Amnesty International this week called on Yemen’s Shiite Houthi rebels to release “immediately” four journalists sentenced to death for “espionage” in the country, which has been at war since 2014, following an “unfair” trial and “multiple human rights violations “.
Adjacent to Iran, the Houthis control most of northern Yemen, including the capital Sanaa, which has been captured by internationally recognized government forces backed by a Saudi-led military alliance that has invaded Saudi Arabia. in March 2015.
“The de facto Houthi authorities must overturn the death sentences and order the immediate release of the four Yemeni journalists who are in danger of being executed following a blatantly unfair trial,” the London-based non-governmental organization said in a statement. .
Amnesty clarified that the hearing of the appeal they have submitted to Sanaa is expected to take place today, Sunday, May 22nd.
In April 2020, a rebel court found Akram al-Walidi, Abdelhalek Amran, Haret Hamid and Tawfiq al-Mansouri guilty of “treason and espionage for foreign forces,” according to a Yemeni court source.
According to the NGO, the four journalists suffered multiple human rights violations, from enforced disappearances to secret imprisonment, going through beatings and denial of access to medical care.
At the time of the verdict, Amnesty had strongly criticized the process, claiming that the “espionage allegations were completely fabricated” and that the journalists were simply “peacefully exercising their right to freedom of expression”.
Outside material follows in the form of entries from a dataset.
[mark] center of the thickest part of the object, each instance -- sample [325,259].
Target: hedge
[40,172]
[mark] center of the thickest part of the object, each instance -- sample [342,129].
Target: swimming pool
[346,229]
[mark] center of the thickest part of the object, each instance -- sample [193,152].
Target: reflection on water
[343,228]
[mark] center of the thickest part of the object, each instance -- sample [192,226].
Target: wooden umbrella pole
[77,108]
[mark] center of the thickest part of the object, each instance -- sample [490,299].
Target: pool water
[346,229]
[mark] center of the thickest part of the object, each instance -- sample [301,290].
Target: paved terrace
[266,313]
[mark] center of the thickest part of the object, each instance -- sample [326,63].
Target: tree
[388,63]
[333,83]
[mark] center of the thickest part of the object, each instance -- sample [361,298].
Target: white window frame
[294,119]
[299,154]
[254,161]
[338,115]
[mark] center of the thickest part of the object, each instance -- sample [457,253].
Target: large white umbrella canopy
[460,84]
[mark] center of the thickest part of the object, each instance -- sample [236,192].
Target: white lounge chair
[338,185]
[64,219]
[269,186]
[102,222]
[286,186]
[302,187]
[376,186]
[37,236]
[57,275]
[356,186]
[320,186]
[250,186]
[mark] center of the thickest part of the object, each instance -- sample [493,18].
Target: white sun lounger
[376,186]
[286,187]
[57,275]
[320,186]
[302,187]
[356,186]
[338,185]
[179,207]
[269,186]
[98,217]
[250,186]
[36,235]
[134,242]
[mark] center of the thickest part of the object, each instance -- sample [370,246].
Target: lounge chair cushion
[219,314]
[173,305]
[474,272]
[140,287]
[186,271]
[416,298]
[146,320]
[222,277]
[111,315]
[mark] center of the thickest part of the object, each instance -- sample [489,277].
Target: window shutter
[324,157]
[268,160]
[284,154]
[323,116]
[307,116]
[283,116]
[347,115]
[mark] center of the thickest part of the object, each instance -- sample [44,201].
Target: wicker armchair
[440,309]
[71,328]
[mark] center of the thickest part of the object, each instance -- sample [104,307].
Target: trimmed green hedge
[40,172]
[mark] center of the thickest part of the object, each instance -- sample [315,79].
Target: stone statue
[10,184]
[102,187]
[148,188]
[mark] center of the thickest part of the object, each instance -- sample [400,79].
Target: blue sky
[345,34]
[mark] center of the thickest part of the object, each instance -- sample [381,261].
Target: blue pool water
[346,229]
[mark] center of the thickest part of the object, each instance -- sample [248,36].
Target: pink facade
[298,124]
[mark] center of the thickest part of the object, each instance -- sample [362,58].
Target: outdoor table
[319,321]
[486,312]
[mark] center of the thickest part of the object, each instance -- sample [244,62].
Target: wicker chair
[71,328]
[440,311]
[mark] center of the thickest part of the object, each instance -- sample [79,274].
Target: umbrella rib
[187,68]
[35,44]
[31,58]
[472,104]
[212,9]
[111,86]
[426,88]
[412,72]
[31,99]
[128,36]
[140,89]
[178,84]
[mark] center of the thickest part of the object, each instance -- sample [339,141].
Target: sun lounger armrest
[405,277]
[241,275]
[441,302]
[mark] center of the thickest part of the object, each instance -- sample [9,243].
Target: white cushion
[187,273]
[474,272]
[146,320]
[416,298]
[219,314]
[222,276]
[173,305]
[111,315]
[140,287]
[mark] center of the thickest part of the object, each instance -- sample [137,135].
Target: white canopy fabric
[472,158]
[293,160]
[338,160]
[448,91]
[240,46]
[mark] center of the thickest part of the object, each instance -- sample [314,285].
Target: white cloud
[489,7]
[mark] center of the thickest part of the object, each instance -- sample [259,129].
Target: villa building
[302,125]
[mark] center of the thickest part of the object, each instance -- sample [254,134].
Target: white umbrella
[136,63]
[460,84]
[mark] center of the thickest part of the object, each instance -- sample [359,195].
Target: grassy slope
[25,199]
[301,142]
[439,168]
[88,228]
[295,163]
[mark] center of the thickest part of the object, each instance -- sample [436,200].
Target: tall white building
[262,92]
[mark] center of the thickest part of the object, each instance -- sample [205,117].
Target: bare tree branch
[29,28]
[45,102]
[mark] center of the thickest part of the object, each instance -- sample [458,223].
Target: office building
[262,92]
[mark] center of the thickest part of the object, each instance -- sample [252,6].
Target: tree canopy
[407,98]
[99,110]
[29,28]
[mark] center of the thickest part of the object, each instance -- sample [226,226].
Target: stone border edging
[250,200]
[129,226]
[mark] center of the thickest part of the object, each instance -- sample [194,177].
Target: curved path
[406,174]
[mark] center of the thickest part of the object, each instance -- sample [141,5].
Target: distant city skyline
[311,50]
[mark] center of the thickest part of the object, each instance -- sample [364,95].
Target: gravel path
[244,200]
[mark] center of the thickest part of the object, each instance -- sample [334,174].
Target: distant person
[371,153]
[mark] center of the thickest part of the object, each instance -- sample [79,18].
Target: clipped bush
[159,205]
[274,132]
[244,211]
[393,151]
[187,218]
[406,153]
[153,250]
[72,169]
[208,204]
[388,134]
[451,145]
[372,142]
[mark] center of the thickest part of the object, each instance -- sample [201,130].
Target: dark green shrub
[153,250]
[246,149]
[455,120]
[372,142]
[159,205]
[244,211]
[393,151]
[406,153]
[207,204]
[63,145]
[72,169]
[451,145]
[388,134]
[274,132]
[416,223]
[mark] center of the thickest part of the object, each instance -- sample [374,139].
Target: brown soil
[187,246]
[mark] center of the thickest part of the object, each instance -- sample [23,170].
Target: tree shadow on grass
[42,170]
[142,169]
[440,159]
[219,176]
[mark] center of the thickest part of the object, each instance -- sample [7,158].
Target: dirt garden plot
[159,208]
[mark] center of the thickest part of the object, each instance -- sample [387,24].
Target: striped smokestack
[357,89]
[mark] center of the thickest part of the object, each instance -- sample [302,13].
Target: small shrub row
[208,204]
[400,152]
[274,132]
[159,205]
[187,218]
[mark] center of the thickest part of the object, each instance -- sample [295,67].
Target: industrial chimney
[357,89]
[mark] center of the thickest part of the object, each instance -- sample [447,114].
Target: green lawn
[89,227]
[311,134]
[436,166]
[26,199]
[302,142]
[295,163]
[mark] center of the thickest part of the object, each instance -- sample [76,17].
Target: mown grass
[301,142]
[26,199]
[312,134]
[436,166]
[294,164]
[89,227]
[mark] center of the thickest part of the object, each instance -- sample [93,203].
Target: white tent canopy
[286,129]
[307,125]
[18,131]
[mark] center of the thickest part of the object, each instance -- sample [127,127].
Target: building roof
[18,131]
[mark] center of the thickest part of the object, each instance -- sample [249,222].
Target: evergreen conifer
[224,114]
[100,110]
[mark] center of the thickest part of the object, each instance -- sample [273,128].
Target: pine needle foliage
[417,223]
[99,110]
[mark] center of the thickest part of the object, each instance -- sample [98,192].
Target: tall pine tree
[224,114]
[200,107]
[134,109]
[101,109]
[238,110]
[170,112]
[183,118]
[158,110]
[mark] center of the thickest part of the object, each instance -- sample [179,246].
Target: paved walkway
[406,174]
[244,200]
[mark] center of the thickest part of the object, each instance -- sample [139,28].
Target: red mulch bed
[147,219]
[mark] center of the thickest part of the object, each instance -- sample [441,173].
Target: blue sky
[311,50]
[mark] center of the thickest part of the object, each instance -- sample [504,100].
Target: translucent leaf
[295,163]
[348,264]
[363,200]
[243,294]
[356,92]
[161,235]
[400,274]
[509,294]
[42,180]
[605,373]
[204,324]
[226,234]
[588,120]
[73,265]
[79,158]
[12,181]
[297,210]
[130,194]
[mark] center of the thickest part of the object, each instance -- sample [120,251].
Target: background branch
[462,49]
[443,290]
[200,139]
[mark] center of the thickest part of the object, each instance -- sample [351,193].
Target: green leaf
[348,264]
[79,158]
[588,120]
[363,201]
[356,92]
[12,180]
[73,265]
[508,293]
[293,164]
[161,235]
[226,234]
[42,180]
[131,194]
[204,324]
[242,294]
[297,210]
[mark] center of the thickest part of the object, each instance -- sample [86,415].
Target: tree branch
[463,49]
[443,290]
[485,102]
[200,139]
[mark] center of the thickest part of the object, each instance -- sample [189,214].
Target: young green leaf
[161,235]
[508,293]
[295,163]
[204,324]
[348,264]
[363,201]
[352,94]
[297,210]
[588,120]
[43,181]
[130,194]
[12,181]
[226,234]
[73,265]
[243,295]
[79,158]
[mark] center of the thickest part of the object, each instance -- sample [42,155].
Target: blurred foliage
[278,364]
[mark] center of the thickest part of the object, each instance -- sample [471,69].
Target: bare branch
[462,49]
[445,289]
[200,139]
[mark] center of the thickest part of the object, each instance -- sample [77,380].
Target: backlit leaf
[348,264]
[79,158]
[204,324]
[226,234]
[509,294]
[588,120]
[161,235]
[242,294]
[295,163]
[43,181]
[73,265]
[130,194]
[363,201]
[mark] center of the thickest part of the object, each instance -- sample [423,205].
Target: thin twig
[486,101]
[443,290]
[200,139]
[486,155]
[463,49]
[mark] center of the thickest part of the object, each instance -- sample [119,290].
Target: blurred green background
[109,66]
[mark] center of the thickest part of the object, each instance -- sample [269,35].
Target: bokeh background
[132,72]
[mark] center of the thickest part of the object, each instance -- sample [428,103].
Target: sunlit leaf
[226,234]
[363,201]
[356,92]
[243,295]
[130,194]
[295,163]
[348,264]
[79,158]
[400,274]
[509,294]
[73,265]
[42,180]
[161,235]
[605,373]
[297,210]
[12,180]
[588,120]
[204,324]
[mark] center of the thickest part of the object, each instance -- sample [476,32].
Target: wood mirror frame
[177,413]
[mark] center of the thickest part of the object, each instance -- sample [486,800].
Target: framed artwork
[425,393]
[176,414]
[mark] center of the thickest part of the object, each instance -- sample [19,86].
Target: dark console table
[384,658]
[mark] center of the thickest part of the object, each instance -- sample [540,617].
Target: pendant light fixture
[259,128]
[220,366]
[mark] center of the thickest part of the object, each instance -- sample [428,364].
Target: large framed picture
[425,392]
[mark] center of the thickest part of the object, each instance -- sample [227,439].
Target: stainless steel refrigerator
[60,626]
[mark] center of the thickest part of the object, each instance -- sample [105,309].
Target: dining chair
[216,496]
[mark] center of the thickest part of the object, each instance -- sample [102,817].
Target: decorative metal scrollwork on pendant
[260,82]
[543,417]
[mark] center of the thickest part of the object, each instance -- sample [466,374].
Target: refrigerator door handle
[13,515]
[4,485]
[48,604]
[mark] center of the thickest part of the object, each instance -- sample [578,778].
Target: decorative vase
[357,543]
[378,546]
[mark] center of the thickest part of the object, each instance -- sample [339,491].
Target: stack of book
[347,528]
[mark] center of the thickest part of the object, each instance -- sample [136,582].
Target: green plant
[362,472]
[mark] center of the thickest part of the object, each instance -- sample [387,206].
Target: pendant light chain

For its part, Reporters Sans Frontières (RSF) denounced the “completely unacceptable decision” which reflects the “systematic repressive nature” of the Houthi regime “towards journalists” and their intention to clear their accounts with all the media that criticize them “.
Practically cut off from the rest of the world, Yemen remains mired in one of the worst humanitarian tragedies on the planet. The war has claimed the lives of hundreds of thousands of people, displaced millions more, and left much of the population of the poorest country on the Arabian Peninsula facing the specter of large-scale famine, according to the United Nations.